If these early stress reactions are ignored or left unattended, they can develop into a serious post-traumatic stress disorder. This is a condition that can lead to personality changes, illnesses and suicides. It can be diagnosed by a professional and treated with preventive strategies.
Recent experience has shown that any organization--no matter how large or small it may be and no matter where it is located--can be struck by an unexpected disaster. Organizations that cope most effectively almost always are those that have prepared in advance and have an up-to-date and comprehensive crisis plan. Many companies have plans covering such things as continuality of management and resumption of operations and services. To such preparations should be added training and planning for psychological support services and also a crisis communications plan. Key employees and supervisors should be trained to deal with emergencies, and internal crisis management systems should be put in place. Trained professionals are available to help organizations with such preparations.
Emergency services workers who respond regularly to crisis situations, or hospital emergency room personnel who deal with human tragedy on a daily basis, are especially at risk for cumulative stress. Jeffrey T. Mitchell, Ph.D., of the University of Maryland, Baltimore County, has established a Critical Incident Stress Debriefing (CISD) process aimed at preventing or mitigating post-traumatic stress among these people whose jobs expose them frequently to emergencies and other stressful situations. CISD, structured psychological debriefings conducted in small groups, now is widely used by professionals dealing with emergency service personnel. Although the original targets were public safety, disaster response, military and emergency service personnel, Mitchell says CISD can be used by skilled intervention teams dealing with any population segment, including children.
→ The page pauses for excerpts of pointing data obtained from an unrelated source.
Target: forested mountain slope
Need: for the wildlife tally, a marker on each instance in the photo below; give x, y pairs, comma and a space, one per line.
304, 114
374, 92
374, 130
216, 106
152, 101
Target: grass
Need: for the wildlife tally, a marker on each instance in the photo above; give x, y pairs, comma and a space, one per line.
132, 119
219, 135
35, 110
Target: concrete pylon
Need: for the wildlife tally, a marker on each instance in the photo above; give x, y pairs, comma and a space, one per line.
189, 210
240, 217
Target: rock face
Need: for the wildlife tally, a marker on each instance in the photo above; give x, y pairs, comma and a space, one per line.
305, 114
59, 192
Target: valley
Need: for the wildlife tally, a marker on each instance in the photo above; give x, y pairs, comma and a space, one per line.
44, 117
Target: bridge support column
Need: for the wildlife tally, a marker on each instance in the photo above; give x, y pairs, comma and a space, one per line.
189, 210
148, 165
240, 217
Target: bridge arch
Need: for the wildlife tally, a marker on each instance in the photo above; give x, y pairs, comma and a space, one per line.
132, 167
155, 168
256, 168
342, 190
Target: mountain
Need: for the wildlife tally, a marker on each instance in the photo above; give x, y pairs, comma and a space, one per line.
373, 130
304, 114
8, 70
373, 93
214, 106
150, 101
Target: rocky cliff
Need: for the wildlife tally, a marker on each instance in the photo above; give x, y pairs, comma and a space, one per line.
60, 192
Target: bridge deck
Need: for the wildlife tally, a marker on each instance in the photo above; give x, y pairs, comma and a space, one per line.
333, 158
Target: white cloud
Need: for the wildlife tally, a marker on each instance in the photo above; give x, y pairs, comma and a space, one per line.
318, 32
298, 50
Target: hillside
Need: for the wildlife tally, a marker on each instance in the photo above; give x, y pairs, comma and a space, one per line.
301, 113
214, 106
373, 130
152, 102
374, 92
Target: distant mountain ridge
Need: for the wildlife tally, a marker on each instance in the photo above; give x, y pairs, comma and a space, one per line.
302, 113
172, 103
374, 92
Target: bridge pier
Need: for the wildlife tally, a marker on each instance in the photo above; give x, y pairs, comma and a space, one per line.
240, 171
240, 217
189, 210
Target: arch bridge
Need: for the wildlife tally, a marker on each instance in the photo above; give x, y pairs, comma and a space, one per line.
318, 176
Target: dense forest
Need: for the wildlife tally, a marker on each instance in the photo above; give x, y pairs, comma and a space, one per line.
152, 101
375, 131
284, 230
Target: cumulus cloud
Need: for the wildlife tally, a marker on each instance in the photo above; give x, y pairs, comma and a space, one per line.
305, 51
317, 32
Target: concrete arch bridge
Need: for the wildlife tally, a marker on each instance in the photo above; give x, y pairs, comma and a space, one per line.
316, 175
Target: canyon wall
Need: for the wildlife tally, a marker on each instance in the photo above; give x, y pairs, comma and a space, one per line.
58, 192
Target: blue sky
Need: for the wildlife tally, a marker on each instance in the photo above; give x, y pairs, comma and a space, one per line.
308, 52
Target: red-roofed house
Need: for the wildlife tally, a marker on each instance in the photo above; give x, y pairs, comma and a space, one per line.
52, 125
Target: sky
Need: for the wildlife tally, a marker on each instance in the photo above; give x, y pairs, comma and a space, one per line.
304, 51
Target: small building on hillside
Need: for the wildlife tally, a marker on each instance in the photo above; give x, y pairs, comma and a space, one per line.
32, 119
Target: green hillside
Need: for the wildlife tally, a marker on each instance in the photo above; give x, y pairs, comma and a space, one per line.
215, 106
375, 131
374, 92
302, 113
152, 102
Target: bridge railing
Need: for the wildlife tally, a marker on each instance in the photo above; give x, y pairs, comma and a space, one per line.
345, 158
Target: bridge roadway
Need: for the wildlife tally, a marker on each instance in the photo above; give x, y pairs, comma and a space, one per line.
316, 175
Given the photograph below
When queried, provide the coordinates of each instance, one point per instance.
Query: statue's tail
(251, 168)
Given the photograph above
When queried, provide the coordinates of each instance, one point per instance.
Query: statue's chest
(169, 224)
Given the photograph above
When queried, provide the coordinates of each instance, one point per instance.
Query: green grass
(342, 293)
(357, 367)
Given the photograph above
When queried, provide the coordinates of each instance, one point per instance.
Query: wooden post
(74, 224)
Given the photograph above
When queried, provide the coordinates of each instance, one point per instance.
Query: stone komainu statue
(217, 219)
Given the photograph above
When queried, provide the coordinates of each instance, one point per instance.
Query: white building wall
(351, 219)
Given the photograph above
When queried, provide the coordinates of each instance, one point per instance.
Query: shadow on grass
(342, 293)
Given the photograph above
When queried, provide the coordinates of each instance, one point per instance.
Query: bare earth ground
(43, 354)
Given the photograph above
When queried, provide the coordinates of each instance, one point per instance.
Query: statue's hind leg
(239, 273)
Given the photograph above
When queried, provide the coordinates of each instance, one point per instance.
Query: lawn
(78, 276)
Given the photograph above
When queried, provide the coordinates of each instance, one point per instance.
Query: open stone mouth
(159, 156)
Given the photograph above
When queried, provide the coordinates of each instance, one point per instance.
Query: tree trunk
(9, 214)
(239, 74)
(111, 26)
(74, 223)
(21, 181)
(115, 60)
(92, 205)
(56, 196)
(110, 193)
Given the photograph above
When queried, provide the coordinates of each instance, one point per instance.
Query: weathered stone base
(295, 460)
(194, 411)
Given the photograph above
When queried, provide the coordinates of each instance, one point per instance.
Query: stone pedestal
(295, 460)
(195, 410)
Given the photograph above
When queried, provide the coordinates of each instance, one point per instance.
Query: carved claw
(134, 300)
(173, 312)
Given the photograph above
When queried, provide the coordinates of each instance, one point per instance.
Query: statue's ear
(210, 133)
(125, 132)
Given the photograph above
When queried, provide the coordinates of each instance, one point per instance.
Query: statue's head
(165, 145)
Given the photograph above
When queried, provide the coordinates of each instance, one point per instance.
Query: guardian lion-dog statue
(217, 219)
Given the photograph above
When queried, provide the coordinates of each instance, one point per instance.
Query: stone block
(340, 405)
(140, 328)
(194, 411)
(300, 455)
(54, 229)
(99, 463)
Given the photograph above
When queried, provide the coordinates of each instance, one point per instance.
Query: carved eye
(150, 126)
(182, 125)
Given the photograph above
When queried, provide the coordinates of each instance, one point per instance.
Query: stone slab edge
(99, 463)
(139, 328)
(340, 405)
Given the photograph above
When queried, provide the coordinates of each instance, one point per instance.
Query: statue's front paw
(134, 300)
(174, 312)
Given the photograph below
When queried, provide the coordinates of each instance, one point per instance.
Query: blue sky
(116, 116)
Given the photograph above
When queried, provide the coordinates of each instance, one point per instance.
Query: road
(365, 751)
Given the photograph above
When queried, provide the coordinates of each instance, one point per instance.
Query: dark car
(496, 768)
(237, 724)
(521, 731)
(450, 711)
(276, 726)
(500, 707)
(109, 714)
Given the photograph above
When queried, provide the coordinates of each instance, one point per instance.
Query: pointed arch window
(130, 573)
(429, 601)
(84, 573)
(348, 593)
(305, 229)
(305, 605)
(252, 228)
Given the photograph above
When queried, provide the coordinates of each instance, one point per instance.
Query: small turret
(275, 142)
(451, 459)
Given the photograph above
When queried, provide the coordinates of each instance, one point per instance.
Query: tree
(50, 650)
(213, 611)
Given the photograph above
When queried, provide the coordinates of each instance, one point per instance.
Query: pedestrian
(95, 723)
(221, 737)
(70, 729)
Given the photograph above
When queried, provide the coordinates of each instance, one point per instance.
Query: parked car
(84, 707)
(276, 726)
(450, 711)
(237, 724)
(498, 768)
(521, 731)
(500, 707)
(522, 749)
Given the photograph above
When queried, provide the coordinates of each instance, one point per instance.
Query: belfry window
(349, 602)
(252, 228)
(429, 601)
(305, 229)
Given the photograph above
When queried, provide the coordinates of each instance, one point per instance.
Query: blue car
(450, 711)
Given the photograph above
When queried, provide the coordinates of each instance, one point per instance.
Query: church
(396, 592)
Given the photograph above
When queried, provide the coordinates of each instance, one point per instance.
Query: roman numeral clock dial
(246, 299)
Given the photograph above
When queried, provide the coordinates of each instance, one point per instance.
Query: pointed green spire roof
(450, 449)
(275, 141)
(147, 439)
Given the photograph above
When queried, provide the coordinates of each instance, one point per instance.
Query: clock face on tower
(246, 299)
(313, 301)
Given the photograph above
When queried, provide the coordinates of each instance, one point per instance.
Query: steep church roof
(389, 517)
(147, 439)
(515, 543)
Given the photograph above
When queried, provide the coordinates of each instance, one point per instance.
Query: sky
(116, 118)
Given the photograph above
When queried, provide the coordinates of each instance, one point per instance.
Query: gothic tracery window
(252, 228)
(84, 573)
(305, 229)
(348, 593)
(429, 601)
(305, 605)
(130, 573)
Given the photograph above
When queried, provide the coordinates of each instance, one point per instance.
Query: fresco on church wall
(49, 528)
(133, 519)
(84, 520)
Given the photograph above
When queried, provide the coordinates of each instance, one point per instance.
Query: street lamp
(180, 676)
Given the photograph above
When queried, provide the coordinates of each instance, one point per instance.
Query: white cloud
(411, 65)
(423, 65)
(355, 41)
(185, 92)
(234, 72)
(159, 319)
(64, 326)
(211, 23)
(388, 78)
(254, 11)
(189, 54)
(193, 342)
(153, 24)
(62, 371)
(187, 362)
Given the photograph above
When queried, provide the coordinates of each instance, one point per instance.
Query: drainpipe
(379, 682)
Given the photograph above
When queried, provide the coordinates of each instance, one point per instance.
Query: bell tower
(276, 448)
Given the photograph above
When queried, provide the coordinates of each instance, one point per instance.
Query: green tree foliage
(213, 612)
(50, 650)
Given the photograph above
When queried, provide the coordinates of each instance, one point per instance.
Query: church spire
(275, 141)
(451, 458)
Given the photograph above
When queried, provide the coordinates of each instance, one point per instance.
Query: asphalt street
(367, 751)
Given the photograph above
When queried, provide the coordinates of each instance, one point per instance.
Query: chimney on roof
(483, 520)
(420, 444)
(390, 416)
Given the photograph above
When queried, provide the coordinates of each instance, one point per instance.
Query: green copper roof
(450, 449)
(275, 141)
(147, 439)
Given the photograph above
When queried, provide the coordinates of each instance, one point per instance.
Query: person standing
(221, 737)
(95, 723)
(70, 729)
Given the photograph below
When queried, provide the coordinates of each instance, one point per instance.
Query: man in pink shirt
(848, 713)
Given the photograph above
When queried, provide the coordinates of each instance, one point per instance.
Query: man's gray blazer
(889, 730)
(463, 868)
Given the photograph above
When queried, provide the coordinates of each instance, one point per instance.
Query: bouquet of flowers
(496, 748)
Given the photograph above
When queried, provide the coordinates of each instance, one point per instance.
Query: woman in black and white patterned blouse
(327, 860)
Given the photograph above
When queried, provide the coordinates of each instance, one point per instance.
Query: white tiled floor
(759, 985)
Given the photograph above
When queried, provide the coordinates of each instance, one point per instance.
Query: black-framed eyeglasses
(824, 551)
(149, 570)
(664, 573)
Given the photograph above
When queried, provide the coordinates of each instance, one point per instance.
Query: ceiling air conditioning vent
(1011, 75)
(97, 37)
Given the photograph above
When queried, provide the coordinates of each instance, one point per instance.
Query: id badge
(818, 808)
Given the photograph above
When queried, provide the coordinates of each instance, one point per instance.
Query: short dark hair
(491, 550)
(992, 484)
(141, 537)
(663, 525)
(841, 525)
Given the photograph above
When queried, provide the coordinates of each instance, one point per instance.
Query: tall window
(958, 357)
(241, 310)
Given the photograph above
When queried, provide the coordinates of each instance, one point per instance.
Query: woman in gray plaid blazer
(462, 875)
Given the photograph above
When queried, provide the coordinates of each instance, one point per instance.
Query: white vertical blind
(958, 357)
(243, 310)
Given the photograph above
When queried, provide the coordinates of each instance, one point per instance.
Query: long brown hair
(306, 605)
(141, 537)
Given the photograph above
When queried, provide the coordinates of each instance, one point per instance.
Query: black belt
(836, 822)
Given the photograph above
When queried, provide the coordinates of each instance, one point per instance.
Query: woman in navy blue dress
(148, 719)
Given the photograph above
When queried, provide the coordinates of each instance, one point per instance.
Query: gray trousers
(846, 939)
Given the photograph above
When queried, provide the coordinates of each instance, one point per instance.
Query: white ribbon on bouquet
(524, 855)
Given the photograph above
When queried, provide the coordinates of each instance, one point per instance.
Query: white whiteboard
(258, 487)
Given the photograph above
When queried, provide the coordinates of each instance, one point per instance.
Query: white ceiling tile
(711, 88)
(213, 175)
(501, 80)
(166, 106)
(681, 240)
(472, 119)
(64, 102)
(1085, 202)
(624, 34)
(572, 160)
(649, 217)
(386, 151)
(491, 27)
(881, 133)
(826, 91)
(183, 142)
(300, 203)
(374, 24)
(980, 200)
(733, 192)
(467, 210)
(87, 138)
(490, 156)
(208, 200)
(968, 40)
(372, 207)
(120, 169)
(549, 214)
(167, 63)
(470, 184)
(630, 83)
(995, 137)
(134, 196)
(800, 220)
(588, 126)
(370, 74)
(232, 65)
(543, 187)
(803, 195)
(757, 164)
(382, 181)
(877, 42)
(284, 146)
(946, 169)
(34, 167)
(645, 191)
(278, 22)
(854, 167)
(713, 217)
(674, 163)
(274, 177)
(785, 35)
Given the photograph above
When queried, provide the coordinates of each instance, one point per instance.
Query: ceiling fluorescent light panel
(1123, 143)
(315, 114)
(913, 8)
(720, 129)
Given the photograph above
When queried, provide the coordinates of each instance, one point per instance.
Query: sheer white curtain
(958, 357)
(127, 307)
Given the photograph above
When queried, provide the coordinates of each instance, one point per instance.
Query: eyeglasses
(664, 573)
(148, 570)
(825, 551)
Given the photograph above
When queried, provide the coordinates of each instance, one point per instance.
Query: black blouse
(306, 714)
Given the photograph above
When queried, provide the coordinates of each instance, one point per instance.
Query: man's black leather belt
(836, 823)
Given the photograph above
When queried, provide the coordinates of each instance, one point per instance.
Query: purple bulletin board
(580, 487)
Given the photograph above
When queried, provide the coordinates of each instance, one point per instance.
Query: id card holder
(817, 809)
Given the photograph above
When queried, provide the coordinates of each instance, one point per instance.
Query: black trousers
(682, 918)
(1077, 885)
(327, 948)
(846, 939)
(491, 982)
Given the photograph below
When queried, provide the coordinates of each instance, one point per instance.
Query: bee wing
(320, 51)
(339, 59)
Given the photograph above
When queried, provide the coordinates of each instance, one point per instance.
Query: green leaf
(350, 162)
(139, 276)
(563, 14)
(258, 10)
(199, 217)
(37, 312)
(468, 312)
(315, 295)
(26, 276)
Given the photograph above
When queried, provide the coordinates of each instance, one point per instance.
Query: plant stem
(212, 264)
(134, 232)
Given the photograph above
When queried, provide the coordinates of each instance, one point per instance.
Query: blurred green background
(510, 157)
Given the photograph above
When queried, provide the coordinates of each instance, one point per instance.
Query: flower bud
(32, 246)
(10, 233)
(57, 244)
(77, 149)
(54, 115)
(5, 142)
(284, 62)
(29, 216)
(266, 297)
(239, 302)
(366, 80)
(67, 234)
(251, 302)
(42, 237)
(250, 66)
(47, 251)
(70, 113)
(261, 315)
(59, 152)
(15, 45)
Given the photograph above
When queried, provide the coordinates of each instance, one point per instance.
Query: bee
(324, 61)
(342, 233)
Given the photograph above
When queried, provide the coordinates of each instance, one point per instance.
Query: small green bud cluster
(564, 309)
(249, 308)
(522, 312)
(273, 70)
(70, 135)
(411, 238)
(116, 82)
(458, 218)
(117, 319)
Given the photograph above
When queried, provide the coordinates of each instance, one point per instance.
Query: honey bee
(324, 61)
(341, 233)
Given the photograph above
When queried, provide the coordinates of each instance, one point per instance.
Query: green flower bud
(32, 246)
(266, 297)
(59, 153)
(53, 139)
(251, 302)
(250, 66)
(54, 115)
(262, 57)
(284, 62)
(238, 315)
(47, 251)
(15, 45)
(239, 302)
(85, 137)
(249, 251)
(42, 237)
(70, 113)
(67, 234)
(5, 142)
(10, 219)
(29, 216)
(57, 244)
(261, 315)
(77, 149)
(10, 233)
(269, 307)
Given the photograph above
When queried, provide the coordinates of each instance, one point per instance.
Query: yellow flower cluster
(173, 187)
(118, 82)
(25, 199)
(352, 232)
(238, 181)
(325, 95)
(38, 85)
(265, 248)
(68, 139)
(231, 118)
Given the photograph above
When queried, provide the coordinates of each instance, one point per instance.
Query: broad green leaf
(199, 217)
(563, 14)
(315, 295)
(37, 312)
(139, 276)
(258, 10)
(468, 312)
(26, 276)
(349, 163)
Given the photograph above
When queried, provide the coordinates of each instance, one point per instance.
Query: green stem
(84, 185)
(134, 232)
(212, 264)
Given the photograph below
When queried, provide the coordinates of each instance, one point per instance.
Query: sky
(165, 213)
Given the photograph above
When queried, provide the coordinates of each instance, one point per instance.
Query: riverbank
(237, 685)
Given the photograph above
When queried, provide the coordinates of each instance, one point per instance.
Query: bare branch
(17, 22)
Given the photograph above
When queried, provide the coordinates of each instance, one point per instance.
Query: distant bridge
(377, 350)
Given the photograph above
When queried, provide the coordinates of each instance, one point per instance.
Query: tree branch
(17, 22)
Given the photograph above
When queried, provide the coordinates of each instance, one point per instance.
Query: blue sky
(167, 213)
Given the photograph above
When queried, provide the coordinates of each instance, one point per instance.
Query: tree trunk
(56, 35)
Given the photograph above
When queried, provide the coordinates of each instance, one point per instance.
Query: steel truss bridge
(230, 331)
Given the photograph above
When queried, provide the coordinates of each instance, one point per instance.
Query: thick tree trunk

A CISD debriefing should be led by a mental health professional who has special training in debriefing techniques and trauma. The debriefer/psychologist meets with the group of affected persons, who will discuss the event and their reactions to it. The purpose of the discussion is to make participants relive the incident with others who went through the same thing, rather than bottling up their emotions. The debriefer/psychologist also will educate and instruct group members on how to recognize and cope with their reactions.
John E. Deleray, Ph.D., is a clinical psychologist at the University of Texas Southwestern Medical Center. Karen A. Sitterle, Ph.D., is a clinical psychologist who specializes in the treatment of post-traumatic stress disorders.